In 2005, the response to Hurricane Katrina exposed several technological gaps. In a day where satellite photography is becoming ubiquitous in our digital lives, it was surprising to find that many response groups were still using hand-drawn paper maps. Additionally, advanced technology such as robot cameras were limited to sending video only to the operators at the site and not immediately to the command staff. These gaps are largely due to the fact that there was no common computing platform to bring all of this information to the command staff. This common computing platform would need to be able to interact with many different personnel from different backgrounds and expertise. Our proposed research intends to bridge the technological gaps through the use of collaborative tabletop multi-touch displays such as the Microsoft Surface. We will develop an API between the multi-touch display and Microsoft Robotics Studio that will allow us to create a multi-robot interface for command staff to monitor and interact with all of the robots deployed at a disaster response.

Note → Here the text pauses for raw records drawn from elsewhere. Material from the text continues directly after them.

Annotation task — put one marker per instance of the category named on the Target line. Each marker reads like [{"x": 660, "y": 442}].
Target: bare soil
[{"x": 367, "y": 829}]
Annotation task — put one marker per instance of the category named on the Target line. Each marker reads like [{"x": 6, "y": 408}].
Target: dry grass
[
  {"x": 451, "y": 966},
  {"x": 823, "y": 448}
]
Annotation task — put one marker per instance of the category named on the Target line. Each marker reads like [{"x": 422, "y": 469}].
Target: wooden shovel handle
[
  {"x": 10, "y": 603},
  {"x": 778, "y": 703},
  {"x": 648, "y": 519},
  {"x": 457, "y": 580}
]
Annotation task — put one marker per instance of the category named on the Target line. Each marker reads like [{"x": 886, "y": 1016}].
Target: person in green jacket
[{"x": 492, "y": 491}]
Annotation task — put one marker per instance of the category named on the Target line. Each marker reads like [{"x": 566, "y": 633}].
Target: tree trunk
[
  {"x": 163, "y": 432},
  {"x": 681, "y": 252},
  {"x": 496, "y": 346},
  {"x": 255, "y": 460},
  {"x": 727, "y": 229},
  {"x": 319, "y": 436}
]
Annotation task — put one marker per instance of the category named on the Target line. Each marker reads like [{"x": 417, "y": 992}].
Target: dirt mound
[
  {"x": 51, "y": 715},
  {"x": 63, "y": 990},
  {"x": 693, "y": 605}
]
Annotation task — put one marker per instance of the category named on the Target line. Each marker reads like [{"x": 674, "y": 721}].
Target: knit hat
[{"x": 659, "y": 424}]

We believe that an important use of social robots is for the assistance of humans who will be dependent on a robot for long periods of time. One example is that of point-of-injury care, where a robot interacts with a trapped victim at a car crash, earthquake, or pinned down by snipers on behalf of rescuers and medical personnel. Other examples are shut-ins such as the elderly or the disabled. Our prior work suggests that the dependent will treat the robot as a social medium, that is, the robot will be both a medium to the “outside” world and a local, independent entity devoted to the victim (for example, a buddy). One function of the medium is to provide two-way audio communication between the survivor and the emergency response personnel, but more interesting capabilities emerge by fully exploiting Web applications. For example, responders could play therapeutic music with a beat designed to regulate heartbeats or breathing. Also consider that two trapped Australian miners requested MP3 players with a Foo Fighters Album while waiting for rescue. A Web-enabled robot with a LCD screen could permit the survivor to videoconference with responders (or family), watch live TV, movies, or listen to music. The idea is that a Web-enabled, multi-media robot allows i) the survivor to take some control over the situation and find a soothing activity while waiting for extrication and ii) responders to support and influence the state of mind of the victim. This project relies on .NET and Microsoft Robotics Studio.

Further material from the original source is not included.